As I had stated earlier in the thread. Pain is far too difficult to measure. So i've turned over to something which CAN be measured. Mobility. My head could not be turned to the right, if I tried to turn it on my own power I would hit a block where my pain was so intense that I refused to push any harder.

If someone manually turned my head, they could get SLIGHTLY more motion, but all they did is hurt me (note that I let doctors move my head to test my limits, this wasn't something I had random people do for fun)

OK, allow me to restate. "Everyone knows somebody who can make you feel better by "cracking your back"....."

There, that fills in all the loopholes.

My point stands.
 
First off, I'm not saying EVERYthing that a Chiropractor says or does is real, I'm just stating my experience.

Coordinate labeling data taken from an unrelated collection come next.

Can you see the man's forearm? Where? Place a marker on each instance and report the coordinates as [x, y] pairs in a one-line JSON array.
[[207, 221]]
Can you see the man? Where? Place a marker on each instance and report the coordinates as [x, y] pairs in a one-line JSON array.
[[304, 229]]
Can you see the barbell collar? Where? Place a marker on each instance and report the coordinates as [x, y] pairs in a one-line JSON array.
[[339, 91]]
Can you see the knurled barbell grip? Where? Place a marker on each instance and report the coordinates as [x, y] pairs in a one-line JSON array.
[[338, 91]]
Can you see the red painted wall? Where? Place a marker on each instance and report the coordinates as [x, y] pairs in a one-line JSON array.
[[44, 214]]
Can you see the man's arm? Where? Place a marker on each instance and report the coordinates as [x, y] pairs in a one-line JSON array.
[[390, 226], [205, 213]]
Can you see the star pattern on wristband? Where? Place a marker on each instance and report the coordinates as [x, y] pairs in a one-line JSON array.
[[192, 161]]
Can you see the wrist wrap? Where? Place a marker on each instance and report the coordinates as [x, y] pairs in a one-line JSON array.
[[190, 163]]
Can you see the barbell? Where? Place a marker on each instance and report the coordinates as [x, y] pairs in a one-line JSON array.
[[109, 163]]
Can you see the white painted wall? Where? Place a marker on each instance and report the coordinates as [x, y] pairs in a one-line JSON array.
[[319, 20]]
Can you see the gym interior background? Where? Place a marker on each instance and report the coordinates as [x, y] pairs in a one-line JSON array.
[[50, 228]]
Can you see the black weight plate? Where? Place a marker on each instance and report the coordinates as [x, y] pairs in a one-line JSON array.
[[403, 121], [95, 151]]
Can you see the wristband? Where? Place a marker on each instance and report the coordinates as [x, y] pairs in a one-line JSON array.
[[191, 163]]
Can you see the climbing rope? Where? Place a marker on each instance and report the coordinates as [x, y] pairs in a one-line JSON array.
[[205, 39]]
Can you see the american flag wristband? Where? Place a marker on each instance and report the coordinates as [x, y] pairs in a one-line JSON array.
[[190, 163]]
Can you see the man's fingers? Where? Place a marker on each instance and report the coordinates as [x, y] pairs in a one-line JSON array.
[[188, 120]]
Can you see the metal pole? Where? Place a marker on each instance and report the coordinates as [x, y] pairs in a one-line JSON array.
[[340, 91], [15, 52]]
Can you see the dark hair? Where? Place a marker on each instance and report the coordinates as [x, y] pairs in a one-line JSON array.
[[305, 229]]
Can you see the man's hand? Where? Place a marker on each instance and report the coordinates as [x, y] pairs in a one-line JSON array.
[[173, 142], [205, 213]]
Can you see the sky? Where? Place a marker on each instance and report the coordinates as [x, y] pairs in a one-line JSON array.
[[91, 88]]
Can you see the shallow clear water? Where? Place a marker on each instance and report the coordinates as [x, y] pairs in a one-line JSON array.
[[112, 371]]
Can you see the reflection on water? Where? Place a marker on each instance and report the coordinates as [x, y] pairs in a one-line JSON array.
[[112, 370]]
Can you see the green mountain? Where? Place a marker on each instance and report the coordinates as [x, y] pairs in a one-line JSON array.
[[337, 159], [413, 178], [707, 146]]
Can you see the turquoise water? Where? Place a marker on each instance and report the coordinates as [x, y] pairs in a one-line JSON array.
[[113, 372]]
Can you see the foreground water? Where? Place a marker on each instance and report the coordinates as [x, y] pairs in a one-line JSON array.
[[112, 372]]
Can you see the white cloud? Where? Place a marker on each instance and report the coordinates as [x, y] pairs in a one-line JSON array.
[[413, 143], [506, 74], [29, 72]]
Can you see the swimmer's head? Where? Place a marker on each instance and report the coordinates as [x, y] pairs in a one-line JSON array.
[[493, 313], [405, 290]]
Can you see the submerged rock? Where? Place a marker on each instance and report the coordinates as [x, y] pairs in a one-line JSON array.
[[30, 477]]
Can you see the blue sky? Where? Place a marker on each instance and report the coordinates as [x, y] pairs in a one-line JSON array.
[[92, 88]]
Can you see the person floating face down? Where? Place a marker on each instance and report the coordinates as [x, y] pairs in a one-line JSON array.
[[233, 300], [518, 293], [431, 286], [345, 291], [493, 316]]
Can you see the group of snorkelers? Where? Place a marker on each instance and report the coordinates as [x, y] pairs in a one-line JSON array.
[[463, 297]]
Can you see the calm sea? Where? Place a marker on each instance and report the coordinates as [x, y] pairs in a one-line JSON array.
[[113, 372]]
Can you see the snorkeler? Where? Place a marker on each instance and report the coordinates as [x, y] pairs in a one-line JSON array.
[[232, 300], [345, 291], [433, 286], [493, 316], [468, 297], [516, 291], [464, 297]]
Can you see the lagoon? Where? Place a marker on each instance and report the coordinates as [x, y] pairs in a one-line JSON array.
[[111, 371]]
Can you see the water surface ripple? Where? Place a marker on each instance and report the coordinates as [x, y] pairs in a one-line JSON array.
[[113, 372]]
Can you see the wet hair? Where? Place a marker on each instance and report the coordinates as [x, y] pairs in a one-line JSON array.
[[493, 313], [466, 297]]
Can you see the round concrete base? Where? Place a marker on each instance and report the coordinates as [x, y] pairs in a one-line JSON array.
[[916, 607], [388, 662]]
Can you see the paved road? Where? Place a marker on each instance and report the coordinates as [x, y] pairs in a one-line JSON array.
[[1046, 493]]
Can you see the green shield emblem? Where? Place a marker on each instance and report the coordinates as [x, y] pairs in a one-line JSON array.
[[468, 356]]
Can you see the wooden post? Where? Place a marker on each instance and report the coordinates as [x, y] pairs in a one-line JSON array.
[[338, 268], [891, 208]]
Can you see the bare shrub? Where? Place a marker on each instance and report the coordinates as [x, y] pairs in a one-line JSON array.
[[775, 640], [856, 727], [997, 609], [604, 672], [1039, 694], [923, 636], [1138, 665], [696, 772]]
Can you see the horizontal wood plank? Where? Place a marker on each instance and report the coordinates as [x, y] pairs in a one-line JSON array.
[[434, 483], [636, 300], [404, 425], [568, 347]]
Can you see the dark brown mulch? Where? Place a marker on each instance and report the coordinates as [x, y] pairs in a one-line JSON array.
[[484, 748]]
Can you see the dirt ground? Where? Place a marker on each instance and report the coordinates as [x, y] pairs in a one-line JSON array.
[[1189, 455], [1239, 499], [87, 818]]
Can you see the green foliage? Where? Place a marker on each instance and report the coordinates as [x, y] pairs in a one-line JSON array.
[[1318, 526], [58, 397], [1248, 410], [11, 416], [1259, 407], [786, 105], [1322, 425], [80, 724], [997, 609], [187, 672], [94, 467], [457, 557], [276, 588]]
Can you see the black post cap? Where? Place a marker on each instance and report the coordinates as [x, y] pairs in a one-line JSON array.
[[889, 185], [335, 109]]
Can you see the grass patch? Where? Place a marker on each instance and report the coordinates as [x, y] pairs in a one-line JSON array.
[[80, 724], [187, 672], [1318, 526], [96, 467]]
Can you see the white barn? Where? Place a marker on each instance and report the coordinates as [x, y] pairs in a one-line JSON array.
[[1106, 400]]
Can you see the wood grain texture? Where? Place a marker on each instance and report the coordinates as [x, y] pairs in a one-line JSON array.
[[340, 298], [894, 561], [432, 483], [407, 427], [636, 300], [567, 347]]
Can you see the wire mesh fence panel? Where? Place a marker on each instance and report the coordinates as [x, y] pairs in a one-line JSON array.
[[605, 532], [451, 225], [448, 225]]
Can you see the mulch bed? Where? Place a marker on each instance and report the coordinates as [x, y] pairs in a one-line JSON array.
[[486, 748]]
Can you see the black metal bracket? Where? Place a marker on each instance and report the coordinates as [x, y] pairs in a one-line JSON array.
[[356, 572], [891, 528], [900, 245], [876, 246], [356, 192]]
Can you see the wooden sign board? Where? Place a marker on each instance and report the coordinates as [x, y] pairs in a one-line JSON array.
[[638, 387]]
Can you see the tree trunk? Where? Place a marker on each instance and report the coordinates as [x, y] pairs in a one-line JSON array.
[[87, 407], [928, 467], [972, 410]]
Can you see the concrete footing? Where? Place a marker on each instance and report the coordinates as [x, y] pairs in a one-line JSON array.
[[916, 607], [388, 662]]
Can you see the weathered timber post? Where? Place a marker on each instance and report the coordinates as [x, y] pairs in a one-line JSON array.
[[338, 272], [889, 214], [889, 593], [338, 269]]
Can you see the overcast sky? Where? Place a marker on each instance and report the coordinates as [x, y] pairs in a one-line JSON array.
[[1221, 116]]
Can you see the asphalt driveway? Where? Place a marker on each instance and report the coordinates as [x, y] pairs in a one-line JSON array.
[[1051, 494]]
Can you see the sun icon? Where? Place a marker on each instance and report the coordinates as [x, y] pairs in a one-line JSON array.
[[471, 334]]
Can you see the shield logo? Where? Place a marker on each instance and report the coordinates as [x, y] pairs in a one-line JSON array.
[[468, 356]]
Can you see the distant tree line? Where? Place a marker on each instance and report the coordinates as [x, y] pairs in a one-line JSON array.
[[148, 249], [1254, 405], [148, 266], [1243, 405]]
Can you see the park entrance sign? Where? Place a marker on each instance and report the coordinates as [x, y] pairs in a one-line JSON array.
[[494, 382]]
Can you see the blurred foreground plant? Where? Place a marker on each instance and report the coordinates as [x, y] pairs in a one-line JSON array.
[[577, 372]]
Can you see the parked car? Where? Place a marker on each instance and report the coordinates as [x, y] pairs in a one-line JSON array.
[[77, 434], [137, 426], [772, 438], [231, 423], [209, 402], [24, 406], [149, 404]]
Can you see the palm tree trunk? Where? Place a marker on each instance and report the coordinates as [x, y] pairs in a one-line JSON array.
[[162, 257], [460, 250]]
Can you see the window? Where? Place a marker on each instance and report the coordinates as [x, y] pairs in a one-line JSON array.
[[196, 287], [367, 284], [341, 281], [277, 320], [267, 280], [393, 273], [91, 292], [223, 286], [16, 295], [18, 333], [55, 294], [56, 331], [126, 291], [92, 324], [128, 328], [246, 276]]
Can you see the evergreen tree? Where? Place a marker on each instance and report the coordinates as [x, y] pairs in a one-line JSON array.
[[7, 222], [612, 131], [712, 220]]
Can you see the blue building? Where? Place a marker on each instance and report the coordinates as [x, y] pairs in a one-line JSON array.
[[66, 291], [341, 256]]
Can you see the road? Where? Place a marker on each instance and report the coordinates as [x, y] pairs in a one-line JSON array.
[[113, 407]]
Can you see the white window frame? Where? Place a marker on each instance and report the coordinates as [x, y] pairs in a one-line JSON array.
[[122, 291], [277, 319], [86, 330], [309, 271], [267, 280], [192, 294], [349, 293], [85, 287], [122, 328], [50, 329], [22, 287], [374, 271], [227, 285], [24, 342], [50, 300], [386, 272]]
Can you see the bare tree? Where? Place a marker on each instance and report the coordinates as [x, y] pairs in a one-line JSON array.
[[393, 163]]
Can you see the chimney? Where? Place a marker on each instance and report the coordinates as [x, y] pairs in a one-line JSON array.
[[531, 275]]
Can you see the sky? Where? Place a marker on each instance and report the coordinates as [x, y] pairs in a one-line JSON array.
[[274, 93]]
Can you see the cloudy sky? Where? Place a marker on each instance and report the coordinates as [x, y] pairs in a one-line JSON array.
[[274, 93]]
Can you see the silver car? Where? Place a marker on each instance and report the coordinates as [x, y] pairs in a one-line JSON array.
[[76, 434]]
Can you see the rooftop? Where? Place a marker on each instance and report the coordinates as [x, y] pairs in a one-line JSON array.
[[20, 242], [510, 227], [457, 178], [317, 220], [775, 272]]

My Chiropractic experience: Written on June 22nd 2012, as experienced on June 21st 2012

As a sceptic, and since I’ve heard that Chiropractors have NO scientific evidence to back up the results they claim, I decided not to go in to go in to see a chiropractor of my own accord. And here is my story.

I realize that this is PURE testimonial, and I don’t support any quackery, but lets get this over with. Please don’t flame me, but go ahead and ask me any follow up questions for details!

To ensure that you understand this fully, I do not believe in anything that is not proven, and as far as I know I am not susceptible to the placebo effect (Or else the meds and physio would have made me feel better LONG ago!)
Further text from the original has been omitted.